Chapters 22, ‘Three Points in Time: How Values and Culture Affected My Life, Madness and the People Around Me’ and 23, ‘Recovery and Cultural Values: On Our Own Terms (A Dialogue)’, both by those with considerable personal experience of mental health issues , speak to the view of recovery adopted in values-based practice—recovering a good quality of life as defined by the values of (by what is important to) the individual concerned [3]. Cultural values as the narratives in these two chapters illustrate may have crucial roles to play in recovery so understood. Chapter 22, by David Crepaz-Keay, is autobiographical. David tells his own story of recovery and how this was influenced (positively or negatively) by the values of the cultures in which at different stages he found himself. Chapter 23, by Justine Keen and Richard Shaw, both members of a group in Bristol working on resources for co-production, is a transcript of an unscripted dialogue between its two authors. They compare notes on what has been important to them over the several years of their respective experiences of coping with mental health issues. The cultures in which they found themselves again emerge as being critically important.

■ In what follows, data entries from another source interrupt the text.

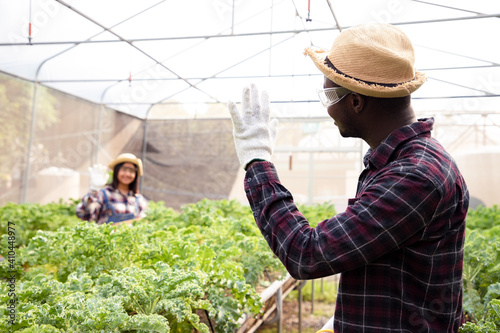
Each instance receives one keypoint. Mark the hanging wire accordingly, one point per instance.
(334, 16)
(29, 26)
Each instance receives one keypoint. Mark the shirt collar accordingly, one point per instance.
(379, 157)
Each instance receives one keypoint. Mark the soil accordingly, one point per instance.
(311, 321)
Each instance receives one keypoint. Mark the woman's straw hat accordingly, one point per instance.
(127, 157)
(374, 59)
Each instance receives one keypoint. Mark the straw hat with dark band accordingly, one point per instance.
(127, 157)
(374, 59)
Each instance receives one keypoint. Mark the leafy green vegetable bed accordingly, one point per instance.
(168, 271)
(165, 273)
(482, 271)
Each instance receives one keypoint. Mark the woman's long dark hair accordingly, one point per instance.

A shared message of these two chapters is that what is important for people with mental health issues (and hence important for recovery), is what is important for any of us, namely the cultural values represented by having friends, a home, and a role in life. Recovery is often equated with recovering independence. But as David Crepaz-Kay has argued in a different context [4], recovery should not be understood as ending with independence if this is defined by individual values such as those of autonomy. Independence so defined is indeed important but only as a step towards achieving the culturally enriched values of inter-dependence. There could be no stronger statement of the importance of cultural values as vectors of best practice in mental health.

6 Conclusions

This chapter has outlined how the contributions to Part III illustrate the role of cultural values as vectors of best practice in a number of key areas of contemporary person-centred mental health care. So long as they remain implicit and unacknowledged, cultural values (notably the cultural values of service providers) may act as inadvertent barriers to best practice. Made explicit, however, within the framework of a culturally enriched form of values-based practice, cultural values play a number of key roles in delivering best practice:

  • They extend the role of the multidisciplinary team in providing person-values-centred care

  • They provide novel support resources for dissensus (such as Bulgarian pluralism and the African indaba) in the context of shared clinical decision-making

  • They contribute substantively to the quality of life by which the very concept of recovery in contemporary mental health practice is defined

In Part II, we characterised the relationship between theory and practice in terms of a two-way partnership: just as theory informs practice, we said, so practice informs theory. Although not the focus of this Part, its constituent chapters nicely illustrate the many ways in which practice may inform theory. To take but one example from the philosophy of mind, the contributions to this Part, severally and together, provide a rich resource for philosophers interested in personal identity. The Oxford philosopher, Kathleen Wilkes, anticipated this in her seminal book ‘Real People: Personal Identity without Thought Experiments’ (Oxford, Clarendon Press, 1988). The resources for work on personal identity, moreover, represented by the contributions to this Part, point specifically towards a philosophically neglected but practically relevant aspect of the topic, namely the extent to which cultural values contribute to the formation and maintenance of personal identity over time.

In thus redirecting the focus of theory in this practically relevant way, cultural values show yet again their importance as vectors of best practice in mental health care.